If Wall Street stocks can surge 160 points on falling earnings, an 11% drop in housing starts, and a 16-year record for consumer-price inflation, then so can everything else that doesn’t carry a picture of George Washington.
Crude oil, rice, Gold, the Euro, wheat, emerging market bonds, copper…anything that’s not stamped with the all-seeing eye of the Dollar looks a great bet once again. The Federal Reserve has seen to that, driving the real returns paid to cash down towards a three-decade low.
Sinking to minus 2.05% in March, the real rate of interest nearly equals the very worst returns-to-cash paid during the Great Greenspan Reflation of 2002-2005. This latest slump in real interest rates also comes thanks to “emergency” rate cuts, too.
Plus, of course, the worst run for Consumer Price rises since the start of 1992. And here at BullionVault we think the two are more closely related than the Olsen twins.
Rates down, inflation up? Well, what else did savers and retirees expect…? The Fed can’t promise to forestall recession forever. But by God it will try!
So for the meantime, at least, there’s truly no fear of deflation here.
Whatever happened to the Fed Committee’s much-expected “moderation” of inflation? Running at 4.3% yet again in March, the CPI just put in its longest stretch above 4.0% in 16 years.
Where’s the “projected leveling-out of energy and other commodity prices” it promised only last month? Crude oil today broke fresh records above $114 per barrel and rice prices – worldwide – have doubled from where they stood in October.

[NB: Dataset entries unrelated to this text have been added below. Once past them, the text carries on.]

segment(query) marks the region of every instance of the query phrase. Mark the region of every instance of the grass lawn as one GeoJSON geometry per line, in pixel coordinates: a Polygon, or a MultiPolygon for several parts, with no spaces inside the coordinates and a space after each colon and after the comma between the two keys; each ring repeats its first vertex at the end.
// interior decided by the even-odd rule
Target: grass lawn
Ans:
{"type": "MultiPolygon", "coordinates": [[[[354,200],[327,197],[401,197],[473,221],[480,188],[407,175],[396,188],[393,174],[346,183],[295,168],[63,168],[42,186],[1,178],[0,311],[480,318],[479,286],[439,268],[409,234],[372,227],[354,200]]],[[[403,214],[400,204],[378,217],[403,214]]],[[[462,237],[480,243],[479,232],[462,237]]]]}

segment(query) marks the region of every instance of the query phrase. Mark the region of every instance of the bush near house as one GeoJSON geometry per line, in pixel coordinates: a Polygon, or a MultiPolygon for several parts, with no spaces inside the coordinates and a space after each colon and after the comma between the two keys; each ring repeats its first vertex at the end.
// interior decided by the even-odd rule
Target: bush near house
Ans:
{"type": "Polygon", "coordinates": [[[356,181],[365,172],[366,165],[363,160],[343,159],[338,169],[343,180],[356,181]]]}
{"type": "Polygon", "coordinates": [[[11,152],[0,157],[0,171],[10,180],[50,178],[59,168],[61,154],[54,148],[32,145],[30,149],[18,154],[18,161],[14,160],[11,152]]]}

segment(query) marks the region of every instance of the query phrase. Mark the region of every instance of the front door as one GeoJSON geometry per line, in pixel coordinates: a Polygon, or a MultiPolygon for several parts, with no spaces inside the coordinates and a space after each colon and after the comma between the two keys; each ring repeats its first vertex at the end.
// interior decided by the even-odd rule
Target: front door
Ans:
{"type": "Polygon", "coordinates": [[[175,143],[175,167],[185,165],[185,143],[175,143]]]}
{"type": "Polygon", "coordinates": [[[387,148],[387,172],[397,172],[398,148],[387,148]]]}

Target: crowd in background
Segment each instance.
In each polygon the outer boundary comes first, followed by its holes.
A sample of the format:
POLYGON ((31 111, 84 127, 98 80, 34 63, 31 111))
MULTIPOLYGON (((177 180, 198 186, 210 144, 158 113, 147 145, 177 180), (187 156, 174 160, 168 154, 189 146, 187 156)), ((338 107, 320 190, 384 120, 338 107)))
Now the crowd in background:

It’s not just US cash savers being eaten alive, of course, by sub-zero rates of real interest. Here in London, the real returns paid to savings after tax and inflation have sat in the red for the last five years running. The latest shop-price data from Europe now shows a 12-year record for German consumers, giving the lie to “inflation vigilance” at the European Central Bank.
But the sudden bull market in everything really stands out in Dollar terms. And hoarding cash – the true meaning of “deflation”, as well as the root cause of the current worldwide crisis in banking – has become a sure route to the poor-house again.
How to choose the best bolt-hole for your savings and wealth? Clearly real estate’s doomed, for the short to mid-term at least. Government bond yields are now so far underwater, you’d be killed by the bends if they tried to come up for air.
That leaves commodities and stocks, the classic refuges for inflationary crises. And one way of judging the Dow – free from all Dollar distortions – is to measure the index in terms of gold ounces.
Dividing the Dow Jones Industrial Average by the price of gold gives you a rough idea – over time – of where the real value might lie. It shows how many ounces of gold you would need to buy one unit of Dow stocks.
Hence gold was a raging sell (in hindsight at least) when the Dow/Gold ratio touched 1.0 at the start of the 1980s. Stocks scarcely looked back for the next 20 years. But by the end of the ’90s, the real value had shifted again. And gold surged as the Dow sank after the Tech Stock Crash of 2000.
That slump in stock prices compared with Gold pushed the Dow/Gold ratio down from its all-time top above 42.2 to just 12.6 in March of this year.
That’s pretty much exactly the Dow/Gold average of the last eighty years. So which way will the ratio go now?
The Fed’s new “reflationary melt-up” is clearly designed to keep stock prices buoyant. But it’s only adding to the Case for Gold, too. “I would be very surprised if the Dow Jones Industrials/Gold Ratio didn’t decline to between 5 and 10 within the next three years,” said Marc Faber of the Gloom, Boom & Doom Report recently.
If that call proves right, it might come thanks to Gold Prices doubling, or stock prices halving, or more likely some combination of both. But while the three peaks to date – of Aug. 1929, Jan. ’66 and then late ’99 – took the Dow/Gold’s top higher, the floor only held steady, down there at two ounces of gold and below.
And the last slump – during the inflationary 1960s and stagflationary ’70s – took a full 14 years to work itself out. So far in this bear market for the Dow/Gold ratio, we’re nine years through to date.